This excerpt taken from the TPTX 8-K filed Oct 10, 2006.
4.2 Transfer of Lilly Know-How and Transition Support.
(a) Provision of Lilly Know-How. Lilly shall use its reasonable best efforts to supply Neurogenetics, as promptly as practicable after the Effective Date, and in any event within ninety (90) days of the Effective Date (Transition Period), with all information, materials, data and documents related to the Compound or Product and its development, use or manufacture as set forth in Exhibit B, (all of which are deemed Lilly Know-How). As part of such supply, Lilly shall transfer to Neurogenetics possession and ownership of the investigational new drug application with respect to Compound or Product (IND) and take such action as necessary or appropriate to effect the transfer of such IND with or by the FDA. In addition, Lilly will cooperate with Neurogenetics and provide assistance to Neurogenetics as reasonably requested to enable Neurogenetics to obtain access to investigator INDs.

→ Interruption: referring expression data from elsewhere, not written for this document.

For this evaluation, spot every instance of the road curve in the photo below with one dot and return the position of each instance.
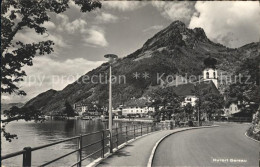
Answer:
(222, 146)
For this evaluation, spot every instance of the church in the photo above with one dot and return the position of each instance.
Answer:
(209, 81)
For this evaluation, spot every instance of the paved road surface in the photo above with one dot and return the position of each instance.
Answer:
(138, 152)
(200, 147)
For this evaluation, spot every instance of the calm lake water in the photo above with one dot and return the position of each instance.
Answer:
(36, 134)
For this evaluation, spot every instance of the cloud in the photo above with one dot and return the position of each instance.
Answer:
(47, 73)
(182, 10)
(70, 27)
(30, 36)
(95, 37)
(230, 23)
(123, 5)
(106, 18)
(153, 28)
(49, 25)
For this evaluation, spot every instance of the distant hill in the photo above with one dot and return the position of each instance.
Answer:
(174, 50)
(7, 106)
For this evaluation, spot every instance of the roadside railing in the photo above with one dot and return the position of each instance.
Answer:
(106, 143)
(120, 135)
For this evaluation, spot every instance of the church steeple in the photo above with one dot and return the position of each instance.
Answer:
(210, 71)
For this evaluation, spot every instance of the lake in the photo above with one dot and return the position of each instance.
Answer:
(35, 134)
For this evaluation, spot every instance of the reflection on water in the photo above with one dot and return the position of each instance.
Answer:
(36, 134)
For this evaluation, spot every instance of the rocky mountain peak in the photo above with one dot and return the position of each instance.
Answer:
(175, 35)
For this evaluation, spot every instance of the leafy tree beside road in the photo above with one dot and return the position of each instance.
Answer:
(167, 100)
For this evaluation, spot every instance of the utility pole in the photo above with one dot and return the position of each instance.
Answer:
(111, 59)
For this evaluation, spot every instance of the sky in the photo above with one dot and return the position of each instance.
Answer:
(121, 27)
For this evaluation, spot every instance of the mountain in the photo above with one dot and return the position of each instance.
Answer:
(176, 50)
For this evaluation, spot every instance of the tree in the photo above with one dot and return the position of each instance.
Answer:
(188, 109)
(17, 15)
(69, 111)
(167, 100)
(246, 89)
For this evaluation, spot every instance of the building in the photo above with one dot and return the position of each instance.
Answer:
(88, 109)
(189, 99)
(209, 81)
(138, 110)
(135, 107)
(231, 109)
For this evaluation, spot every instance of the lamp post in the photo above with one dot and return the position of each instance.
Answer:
(111, 59)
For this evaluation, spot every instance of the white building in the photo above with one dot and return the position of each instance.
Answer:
(232, 109)
(189, 99)
(137, 110)
(210, 74)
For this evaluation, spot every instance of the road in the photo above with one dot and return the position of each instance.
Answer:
(209, 147)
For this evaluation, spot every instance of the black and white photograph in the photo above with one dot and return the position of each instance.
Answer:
(151, 83)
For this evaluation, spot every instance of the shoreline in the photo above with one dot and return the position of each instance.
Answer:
(134, 120)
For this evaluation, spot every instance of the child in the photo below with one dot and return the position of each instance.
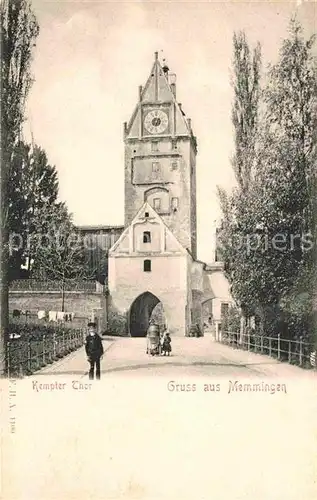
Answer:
(167, 347)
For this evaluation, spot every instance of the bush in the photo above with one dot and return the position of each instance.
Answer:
(117, 323)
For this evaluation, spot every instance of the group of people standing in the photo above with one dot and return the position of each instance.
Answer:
(94, 348)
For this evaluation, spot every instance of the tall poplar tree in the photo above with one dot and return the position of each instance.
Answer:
(19, 30)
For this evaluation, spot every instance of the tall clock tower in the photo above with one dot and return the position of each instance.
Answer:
(160, 158)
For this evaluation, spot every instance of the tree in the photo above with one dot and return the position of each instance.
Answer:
(19, 30)
(289, 159)
(237, 205)
(58, 253)
(275, 218)
(33, 185)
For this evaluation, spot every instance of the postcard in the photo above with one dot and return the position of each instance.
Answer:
(158, 261)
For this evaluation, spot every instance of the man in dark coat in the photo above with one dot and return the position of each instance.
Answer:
(94, 350)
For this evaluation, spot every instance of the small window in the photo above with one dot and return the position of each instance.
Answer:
(147, 266)
(156, 167)
(175, 204)
(157, 203)
(224, 309)
(146, 237)
(174, 165)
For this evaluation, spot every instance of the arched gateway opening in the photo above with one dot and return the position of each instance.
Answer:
(146, 307)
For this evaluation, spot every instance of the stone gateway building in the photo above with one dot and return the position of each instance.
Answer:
(152, 266)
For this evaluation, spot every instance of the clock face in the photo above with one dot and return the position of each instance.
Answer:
(156, 121)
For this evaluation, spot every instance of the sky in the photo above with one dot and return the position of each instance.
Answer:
(89, 60)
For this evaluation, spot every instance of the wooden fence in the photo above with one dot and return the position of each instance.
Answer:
(30, 353)
(52, 286)
(296, 352)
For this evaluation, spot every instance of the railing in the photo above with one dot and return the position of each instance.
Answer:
(29, 354)
(52, 286)
(31, 318)
(296, 352)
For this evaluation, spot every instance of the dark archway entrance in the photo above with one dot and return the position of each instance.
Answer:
(141, 312)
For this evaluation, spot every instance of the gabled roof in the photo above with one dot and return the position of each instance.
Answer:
(152, 216)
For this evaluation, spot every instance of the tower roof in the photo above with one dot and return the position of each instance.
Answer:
(159, 89)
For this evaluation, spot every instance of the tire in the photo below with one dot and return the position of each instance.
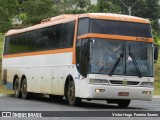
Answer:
(123, 103)
(17, 91)
(24, 93)
(55, 97)
(71, 99)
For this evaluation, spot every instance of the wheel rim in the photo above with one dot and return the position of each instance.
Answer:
(16, 88)
(24, 88)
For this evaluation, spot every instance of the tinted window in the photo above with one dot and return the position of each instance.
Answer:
(67, 34)
(120, 28)
(53, 37)
(83, 26)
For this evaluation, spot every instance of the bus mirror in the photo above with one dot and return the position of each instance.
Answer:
(155, 53)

(b) Transition Support. The Parties agree to work in good faith to complete the provision of Lilly Know-How to Neurogenetics within the Transition Period. In addition, during the Transition Period, Lilly will grant Neurogenetics access, during normal business hours, to appropriate Lilly personnel for reasonable consultation related to the Lilly Know-How. Except as set forth in Section 4.2(d) below, such access to Lilly personnel during the Transition Period is at no cost to Neurogenetics, and is estimated to take a total of[***] Lilly Person hours. Neurogenetics, however, is responsible for, and will pay for travel and associated expenses in accordance with Section 4.2(d). Lilly will consider any further requests by Neurogenetics to provide assistance hereunder after the [***]hours or the end of the Transition Period, whichever is sooner, and if Lilly agrees to provide such additional assistance, Neurogenetics shall promptly pay Lilly (i) an amount equal to [***]dollars ($[***]) per hour for each such hour of services provided by Lilly, and (ii) the expenses set forth in Section 4.2(d). Nothing contained in this Section 4.2(c) or otherwise in this Agreement will be construed as a guarantee by Lilly that Neurogenetics will obtain Regulatory Approval for the Product.
(c) Payment of Expenses. Neurogenetics will reimburse Lilly, within [***] days of receipt of a Lilly invoice (together with proper supporting documentation), all of the [***] and [***] and [***] of Lilly personnel who travel to Neurogenetics facilities, upon Neurogenetics request, to provide manufacturing and regulatory transition support under this Section 4.2.